For those who are serious about entering the market, their focus should be on growing their savings and taking the necessary steps to maximise their borrowing capacity.

Local builders are busy providing new homes with an increase of 29.1% in residential building approvals for the March 2016 Quarter. Demand has largely been driven by “Baby Boomers” relocating to the Coffs Coast along with a strong residential investment from a range people choosing property as their preferred investment vehicle. “Boomers” are looking to regional centres that have good infrastructures such as health facilities, airport, and general amenities.

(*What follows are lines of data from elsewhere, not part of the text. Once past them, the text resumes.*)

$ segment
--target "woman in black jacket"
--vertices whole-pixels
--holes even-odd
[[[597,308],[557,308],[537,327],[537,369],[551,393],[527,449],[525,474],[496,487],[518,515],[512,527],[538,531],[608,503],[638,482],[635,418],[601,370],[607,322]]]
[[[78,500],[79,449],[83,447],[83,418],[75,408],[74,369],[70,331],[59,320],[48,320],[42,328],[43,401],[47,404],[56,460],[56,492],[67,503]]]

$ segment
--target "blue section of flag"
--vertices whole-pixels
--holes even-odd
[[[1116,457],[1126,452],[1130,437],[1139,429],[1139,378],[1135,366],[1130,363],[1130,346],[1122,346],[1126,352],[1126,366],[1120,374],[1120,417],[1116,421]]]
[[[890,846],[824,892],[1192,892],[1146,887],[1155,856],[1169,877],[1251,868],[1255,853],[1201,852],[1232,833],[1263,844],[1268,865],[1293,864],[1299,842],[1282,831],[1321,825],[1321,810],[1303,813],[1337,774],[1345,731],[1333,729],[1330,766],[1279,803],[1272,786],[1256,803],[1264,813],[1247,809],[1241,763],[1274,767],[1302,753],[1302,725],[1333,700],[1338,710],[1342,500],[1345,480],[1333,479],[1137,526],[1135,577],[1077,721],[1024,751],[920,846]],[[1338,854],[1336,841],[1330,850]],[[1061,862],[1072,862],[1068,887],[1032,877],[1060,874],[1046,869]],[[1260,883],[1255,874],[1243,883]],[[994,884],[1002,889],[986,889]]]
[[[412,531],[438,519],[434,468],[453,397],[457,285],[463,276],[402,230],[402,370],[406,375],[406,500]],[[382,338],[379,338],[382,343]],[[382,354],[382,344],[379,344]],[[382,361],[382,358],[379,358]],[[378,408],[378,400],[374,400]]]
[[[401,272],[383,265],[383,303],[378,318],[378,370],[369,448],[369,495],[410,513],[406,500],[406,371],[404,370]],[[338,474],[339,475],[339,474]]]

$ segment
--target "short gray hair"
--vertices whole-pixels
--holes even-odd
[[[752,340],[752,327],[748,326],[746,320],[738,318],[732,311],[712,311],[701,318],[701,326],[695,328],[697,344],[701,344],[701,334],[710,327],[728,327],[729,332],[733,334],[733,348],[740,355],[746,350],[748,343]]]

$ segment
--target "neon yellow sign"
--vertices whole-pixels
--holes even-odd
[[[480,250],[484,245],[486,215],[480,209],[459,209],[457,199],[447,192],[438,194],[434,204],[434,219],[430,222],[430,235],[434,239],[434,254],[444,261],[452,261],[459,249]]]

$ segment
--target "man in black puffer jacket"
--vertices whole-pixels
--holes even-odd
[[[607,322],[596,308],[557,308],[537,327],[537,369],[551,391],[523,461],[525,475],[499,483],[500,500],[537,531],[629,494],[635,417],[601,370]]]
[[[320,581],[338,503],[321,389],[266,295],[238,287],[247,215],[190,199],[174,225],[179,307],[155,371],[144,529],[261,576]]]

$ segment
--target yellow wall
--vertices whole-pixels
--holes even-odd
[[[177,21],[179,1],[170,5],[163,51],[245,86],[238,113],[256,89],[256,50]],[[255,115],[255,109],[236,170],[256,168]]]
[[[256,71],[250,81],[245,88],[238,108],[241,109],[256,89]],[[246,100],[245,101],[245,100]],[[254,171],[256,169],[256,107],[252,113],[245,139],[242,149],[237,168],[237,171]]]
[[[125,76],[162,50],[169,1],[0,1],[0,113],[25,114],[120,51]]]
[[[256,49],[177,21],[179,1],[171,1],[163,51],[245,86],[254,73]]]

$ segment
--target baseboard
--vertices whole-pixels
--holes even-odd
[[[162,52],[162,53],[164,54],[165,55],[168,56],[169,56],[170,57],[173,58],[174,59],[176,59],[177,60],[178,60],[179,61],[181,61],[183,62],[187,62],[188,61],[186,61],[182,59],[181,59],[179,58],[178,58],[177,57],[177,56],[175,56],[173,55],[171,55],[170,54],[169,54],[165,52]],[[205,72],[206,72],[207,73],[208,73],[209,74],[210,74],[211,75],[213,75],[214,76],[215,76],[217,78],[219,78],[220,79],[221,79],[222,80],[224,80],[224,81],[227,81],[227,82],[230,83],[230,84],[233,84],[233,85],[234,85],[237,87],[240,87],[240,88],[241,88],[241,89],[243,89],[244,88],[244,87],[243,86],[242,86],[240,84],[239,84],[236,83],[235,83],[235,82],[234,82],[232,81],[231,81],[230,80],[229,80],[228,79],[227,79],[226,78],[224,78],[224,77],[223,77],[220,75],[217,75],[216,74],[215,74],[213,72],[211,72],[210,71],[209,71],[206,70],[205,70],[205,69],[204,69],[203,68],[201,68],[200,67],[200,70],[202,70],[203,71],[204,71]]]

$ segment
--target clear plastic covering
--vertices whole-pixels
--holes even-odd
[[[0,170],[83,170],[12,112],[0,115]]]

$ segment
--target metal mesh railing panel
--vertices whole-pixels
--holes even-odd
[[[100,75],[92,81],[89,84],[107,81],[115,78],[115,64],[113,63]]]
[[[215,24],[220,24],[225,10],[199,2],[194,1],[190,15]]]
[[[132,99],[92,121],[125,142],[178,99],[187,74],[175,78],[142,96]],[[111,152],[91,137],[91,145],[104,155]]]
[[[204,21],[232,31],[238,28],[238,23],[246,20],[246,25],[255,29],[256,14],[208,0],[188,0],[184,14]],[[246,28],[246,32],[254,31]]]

Regional locations that can offer an appealing lifestyle with a comparatively low entry level are sought after and Northern NSW has four regions that meet that criterion and includes Coffs Harbour. Often you find they are searching for a home to live in as well as an investment property to provide income. Income returns from fixed term funds and shares are low at present so the property investment option is now being preferred.

Investors from around Australia have been monitoring our local property market and are now starting to see the value it represents and they are investing in a mix of property types.
Comparing the Rental Yields – The average gross rental yields for separate houses in Coffs Harbour was 4.5% in the December Quarter 2015, whilst the yield for units was 5.0%. By comparison, the average yields for the Greater Sydney region were 2.7% and 3.9%, respectively, for houses and units in the December Quarter 2015.